If you’re ever wondering why people seem extra moody in the month of April, allow us to offer a possible answer.

Based off our research, the date by which individuals and businesses must file taxes falls in this month in just about all of the biggest countries in the Americas: Argentina, Brazil, Chile, Mexico, and even Canada and the United States. The only notable exception for this appears to be Colombia, where taxes must be filed by August for whichever reason.

Grouped bar chart comparing taxes as a percentage of GDP, where Norway has the highest corporate tax and the UK has the highest property tax.
Where corporate and property taxes hit hardest

Looking purely at the (usually developed) member countries of the Organisation for Economic Co-operation and Development (OECD), we see there are no rules for Latin American placements. Chile, for example, is second only to Norway for corporate tax, which is interesting given the former is not quite known for the sort of Nordic welfare state we associate with Scandinavia.
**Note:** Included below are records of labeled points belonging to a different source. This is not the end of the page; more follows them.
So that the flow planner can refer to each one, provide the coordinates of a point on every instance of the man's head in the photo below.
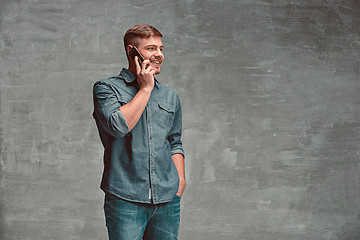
(148, 41)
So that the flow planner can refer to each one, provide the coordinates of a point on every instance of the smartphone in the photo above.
(134, 52)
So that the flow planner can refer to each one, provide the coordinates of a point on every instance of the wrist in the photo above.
(147, 89)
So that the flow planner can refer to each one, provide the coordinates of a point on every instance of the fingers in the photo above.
(145, 65)
(138, 67)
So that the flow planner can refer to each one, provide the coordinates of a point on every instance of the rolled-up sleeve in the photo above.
(106, 110)
(176, 131)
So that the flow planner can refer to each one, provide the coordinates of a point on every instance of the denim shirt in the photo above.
(137, 164)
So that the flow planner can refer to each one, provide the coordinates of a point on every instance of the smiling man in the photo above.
(139, 123)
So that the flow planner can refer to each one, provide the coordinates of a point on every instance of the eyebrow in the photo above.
(154, 46)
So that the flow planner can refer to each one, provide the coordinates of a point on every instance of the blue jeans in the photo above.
(135, 221)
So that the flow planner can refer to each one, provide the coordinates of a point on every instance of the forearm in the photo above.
(179, 162)
(133, 110)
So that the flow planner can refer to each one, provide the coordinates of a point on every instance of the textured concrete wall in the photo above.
(270, 94)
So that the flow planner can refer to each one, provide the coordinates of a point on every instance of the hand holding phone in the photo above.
(145, 74)
(135, 52)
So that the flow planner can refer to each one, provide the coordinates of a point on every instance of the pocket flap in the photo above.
(167, 107)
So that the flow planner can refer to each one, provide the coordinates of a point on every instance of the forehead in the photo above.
(153, 40)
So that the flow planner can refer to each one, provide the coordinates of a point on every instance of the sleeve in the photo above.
(176, 131)
(106, 110)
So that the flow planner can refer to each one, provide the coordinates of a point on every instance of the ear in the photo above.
(128, 48)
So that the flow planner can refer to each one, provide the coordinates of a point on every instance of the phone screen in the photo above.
(135, 52)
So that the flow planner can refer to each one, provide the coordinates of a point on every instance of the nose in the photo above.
(159, 53)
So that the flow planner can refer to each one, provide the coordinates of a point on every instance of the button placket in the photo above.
(151, 156)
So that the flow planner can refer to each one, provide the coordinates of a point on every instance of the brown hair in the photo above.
(139, 31)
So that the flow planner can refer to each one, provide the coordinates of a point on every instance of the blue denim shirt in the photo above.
(137, 164)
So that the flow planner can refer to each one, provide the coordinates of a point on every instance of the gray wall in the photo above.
(270, 95)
On the flip side, both Costa Rica and Mexico levy below-average taxes on property, something no doubt contributing to their high popularity among foreigners – especially tax-weary Americans, Brits, and Frenchmen – seeking a second home in the sun.

Now, the lack of coherence between tax burdens in different jurisdictions can quickly become a race to the bottom. And unfortunately, developing Latin American countries need tax revenues more than many of their OECD peers.
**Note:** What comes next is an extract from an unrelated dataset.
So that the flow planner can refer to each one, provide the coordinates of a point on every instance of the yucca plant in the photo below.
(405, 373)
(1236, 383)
Dot plot comparing tax revenue as a percentage of GDP across OECD countries, showing Latin American members collect the lowest amounts | Sources: OECD, Latinometrics
How much do governments collect with taxes?
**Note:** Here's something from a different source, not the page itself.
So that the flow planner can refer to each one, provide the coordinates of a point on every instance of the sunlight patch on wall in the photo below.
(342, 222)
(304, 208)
Latin America’s member countries in fact collect the lowest amounts of taxes of any country in the OECD. While there has been a jump in the tax collection rates since the turn of the century, issues like tax evasion and the informal economy no doubt limit the ability of countries like Colombia and Mexico to keep up with wealthier European counterparts.

Making progress on this won’t make tax season any more enjoyable in April. But it may go a long way towards addressing the region’s most dire issues.